The present practices of drafting a state budget in Wisconsin is like an inverse Christmas: a drunken anti-Santa stumbles through the people’s house at the dead of night and leaves flaming bags of poo for the citizenry to unhappily discover the next morning. These come in the form of non-fiscal matters attached to the budget itself; the riders typically advance some inane personal/political cause of individual lawmakers.
A recent sad example of this practice is a budget provision which would expel the Wisconsin Center for Investigative Journalism from the UW-Madison campus and prohibit UW faculty and staff from working with it in a professional capacity.
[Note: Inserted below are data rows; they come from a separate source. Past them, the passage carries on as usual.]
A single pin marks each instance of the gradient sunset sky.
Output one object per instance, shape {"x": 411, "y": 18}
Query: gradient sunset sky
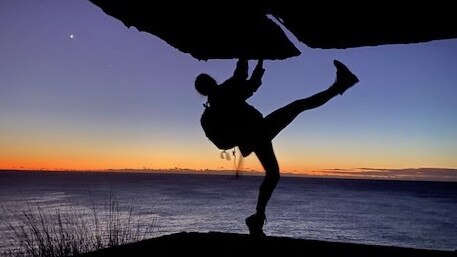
{"x": 79, "y": 90}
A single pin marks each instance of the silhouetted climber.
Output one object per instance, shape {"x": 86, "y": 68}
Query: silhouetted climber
{"x": 229, "y": 121}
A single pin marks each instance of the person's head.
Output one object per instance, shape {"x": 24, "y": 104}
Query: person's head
{"x": 204, "y": 83}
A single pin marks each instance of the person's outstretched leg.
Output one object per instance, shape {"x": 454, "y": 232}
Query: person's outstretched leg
{"x": 267, "y": 158}
{"x": 279, "y": 119}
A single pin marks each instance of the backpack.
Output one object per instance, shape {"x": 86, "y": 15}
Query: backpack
{"x": 229, "y": 127}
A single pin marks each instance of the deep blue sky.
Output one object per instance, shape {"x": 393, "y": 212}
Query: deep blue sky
{"x": 79, "y": 90}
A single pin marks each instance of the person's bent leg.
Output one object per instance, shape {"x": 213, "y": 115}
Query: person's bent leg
{"x": 281, "y": 118}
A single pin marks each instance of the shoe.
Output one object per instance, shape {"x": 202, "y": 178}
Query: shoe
{"x": 255, "y": 224}
{"x": 344, "y": 77}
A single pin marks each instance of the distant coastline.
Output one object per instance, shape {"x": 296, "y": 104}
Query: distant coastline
{"x": 414, "y": 174}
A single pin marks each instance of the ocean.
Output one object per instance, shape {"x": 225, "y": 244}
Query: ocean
{"x": 398, "y": 213}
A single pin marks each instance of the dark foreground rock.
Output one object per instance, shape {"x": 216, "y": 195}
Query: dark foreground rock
{"x": 228, "y": 244}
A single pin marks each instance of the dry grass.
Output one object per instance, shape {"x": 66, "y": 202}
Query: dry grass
{"x": 68, "y": 231}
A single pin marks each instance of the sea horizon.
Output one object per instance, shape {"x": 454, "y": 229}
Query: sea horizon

— Not only does the Center do award-winning work and its investigative crosshairs are robustly bipartisan, but the Center’s collaboration with the UW’s School of Journalism and Mass Communication (my master’s alma mater) provides valuable and meaningful experience for journalism students. Opportunities like these are few and far between in the world of journalism education today.
— The Center makes its reportage free to any news outlet who wishes to carry it. And many do: hundreds of commercial and noncommercial news outlets, reaching a total of some 25 million people since 2009.
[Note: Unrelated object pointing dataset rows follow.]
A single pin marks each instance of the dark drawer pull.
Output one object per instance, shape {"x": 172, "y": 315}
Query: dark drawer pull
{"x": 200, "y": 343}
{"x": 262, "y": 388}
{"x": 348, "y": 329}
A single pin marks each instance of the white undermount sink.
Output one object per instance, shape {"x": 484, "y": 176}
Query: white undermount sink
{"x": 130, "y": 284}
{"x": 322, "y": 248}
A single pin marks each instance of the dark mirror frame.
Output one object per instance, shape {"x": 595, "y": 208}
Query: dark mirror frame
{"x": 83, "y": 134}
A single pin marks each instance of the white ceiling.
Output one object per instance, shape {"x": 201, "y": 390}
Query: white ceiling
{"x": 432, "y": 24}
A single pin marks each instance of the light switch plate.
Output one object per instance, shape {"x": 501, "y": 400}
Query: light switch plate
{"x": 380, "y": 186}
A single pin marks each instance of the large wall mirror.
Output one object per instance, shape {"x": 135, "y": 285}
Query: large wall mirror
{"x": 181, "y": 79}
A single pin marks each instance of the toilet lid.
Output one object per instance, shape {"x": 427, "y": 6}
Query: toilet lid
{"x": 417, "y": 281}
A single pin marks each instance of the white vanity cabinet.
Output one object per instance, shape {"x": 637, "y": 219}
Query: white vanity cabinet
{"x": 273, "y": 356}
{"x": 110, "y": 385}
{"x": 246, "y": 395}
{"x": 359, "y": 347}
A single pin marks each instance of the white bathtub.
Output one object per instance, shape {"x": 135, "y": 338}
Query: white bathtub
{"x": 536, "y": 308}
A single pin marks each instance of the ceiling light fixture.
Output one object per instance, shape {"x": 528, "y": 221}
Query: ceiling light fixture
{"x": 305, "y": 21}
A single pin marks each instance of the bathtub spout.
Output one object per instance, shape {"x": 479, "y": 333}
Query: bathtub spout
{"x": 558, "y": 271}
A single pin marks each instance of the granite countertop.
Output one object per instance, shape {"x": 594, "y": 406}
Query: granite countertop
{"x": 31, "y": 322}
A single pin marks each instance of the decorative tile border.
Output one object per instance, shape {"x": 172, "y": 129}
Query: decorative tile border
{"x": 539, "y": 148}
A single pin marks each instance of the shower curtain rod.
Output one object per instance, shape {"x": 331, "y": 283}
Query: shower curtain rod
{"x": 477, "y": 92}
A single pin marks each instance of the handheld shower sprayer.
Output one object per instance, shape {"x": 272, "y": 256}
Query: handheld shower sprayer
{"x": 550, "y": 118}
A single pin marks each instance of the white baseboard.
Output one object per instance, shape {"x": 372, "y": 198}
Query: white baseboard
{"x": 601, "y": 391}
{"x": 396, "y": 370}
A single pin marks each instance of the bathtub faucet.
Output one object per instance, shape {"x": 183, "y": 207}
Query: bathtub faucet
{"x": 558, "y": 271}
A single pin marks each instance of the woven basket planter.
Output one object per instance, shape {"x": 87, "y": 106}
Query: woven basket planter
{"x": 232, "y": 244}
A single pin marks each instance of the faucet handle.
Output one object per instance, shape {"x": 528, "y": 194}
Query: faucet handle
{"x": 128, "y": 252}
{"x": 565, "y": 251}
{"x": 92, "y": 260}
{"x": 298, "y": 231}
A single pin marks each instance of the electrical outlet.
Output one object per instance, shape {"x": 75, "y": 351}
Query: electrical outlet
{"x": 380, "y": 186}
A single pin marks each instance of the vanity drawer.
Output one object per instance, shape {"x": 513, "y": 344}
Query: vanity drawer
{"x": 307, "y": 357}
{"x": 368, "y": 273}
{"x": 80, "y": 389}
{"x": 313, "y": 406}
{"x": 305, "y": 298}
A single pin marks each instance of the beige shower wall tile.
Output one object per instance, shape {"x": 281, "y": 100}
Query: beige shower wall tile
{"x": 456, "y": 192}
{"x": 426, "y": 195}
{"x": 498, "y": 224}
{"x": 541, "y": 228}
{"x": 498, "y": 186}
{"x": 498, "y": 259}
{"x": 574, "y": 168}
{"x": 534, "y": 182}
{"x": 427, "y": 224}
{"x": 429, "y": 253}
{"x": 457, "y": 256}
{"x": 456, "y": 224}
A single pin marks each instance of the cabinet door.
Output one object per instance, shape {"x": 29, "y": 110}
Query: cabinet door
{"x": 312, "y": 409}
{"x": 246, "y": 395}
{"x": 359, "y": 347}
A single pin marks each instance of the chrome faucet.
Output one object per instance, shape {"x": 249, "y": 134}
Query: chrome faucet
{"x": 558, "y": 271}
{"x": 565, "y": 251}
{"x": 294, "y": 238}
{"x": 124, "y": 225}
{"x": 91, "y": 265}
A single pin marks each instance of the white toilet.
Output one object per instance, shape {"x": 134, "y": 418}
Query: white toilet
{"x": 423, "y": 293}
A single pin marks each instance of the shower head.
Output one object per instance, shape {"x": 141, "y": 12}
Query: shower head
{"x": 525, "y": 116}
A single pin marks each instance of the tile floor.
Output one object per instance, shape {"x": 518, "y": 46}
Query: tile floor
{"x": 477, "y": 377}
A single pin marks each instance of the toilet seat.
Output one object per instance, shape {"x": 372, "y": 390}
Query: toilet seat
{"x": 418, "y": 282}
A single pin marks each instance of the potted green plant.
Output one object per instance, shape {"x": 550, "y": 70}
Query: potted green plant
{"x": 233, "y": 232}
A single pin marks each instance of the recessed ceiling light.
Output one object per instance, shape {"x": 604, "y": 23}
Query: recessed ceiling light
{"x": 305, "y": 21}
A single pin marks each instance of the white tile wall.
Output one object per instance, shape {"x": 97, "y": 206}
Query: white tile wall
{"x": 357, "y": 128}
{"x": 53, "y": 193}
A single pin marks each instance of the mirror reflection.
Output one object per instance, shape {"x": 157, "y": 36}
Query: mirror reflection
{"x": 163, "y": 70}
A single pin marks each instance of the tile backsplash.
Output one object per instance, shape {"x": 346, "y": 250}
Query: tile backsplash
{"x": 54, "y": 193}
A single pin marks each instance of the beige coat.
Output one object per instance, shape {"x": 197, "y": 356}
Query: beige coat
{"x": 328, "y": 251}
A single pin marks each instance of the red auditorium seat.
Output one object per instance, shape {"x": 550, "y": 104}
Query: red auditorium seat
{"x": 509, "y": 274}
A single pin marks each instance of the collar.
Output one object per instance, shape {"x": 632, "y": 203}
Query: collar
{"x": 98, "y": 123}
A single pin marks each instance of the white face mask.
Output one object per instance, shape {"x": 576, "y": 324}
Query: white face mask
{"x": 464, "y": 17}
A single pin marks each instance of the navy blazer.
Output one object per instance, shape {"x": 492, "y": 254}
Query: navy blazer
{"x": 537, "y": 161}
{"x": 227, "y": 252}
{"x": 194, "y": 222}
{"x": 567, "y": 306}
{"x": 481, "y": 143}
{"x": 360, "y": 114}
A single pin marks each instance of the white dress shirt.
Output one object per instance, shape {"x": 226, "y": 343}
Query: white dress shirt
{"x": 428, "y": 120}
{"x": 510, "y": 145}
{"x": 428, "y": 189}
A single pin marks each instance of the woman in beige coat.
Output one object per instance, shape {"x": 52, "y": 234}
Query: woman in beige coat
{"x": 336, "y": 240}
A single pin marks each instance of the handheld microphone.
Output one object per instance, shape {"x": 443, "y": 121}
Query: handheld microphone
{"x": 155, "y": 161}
— The Center receives no direct funding from the University of Wisconsin. It has two small offices in the School of Journalism and Mass Communication, but is otherwise completely independently funded – this includes the salaries of its paid j-school interns. In many respects the Center gives back to the University much more than it receives in the use of University space.
To its credit, the University of Wisconsin was quick to pan the budget item. both Gary Sandefeur, dean of the UW-Madison College of Letters and Science, and Greg Downey, director of the School of Journalism and Mass Communication, called it "a direct assault on our academic freedom."
This is not the first time Republicans in Wisconsin’s legislature have attacked journalism programs on the UW-Madison campus. During my time there in graduate school, I co-founded Workers Independent News, the first daily radio headline news program devoted to labor issues to launch in the U.S. in more than 50 years. At first, the program was incubated by the UW-Extension’s School for Workers, an institution with more than 80 years of history to the state and its citizenry.
After two solid years of growth WIN became self-sustaining and moved its operations off-campus. This did not stop Republicans in the Legislature with ideological axes to grind from breathing down WIN’s neck: in 2006, one launched an investigation into WIN’s founder, an emeritus professor, for alleged "inappropriate use" of University e-mail (nothing found). In 2012, the School for Workers bowed to GOP lawmaker pressure and cancelled an exhibit devoted to citizen art inspired by the 2011 occupation of the Capitol.
One of WIN’s long-time detractors, Republican Assembly member Robin Vos, is also justifying the attack of the Wisconsin Center for Investigative Journalism. "Members in our caucus [have] concerns about the propriety of having a news gathering organization, right, left, center, whatever" on campus, he explained.
If this is true, then it’s time to shut down public broadcasting in Wisconsin (housed in the UW-Extension), both of UW-Madison’s student newspapers, the campus radio station, and a host of other programs that both collect and report "news," however Vos et al. might define it.
Not only does this hit close to home personally, but it especially embodies a direct attack on two things that have made the University of Wisconsin system so unique and successful. The first is the Wisconsin Idea, which defines a core mission of the University to provide service to all of Wisconsin, beyond campus boundaries. The second is the concept of critical inquiry which was articulated by the University’s Board of Regents in 1894 and is today enshrined on a plaque at the entrance to Bascom Hall, UW-Madison’s administrative nexus:
Whatever may be the limitations which trammel inquiry elsewhere, we believe that the great state University of Wisconsin should ever encourage that continual and fearless sifting and winnowing by which alone the truth can be found.
The Wisconsin Center for Investigative Journalism essentially embodies all that’s good about the University and its mission, without any direct cost to the University itself. This would seem to be one of those "win-win" situations of public/private partnership that Wisconsin GOP lawmakers are all about these days. Of course, that assumes said politicians actually care about the principles and values that once made Wisconsin a uniquely great state.
James Madison, after which the state capital is named, once observed that "A popular government without popular information or the means of acquiring it, is but a prologue to a face, or a tragedy, or perhaps both." Tragedy and farce are unfortunately in full effect today.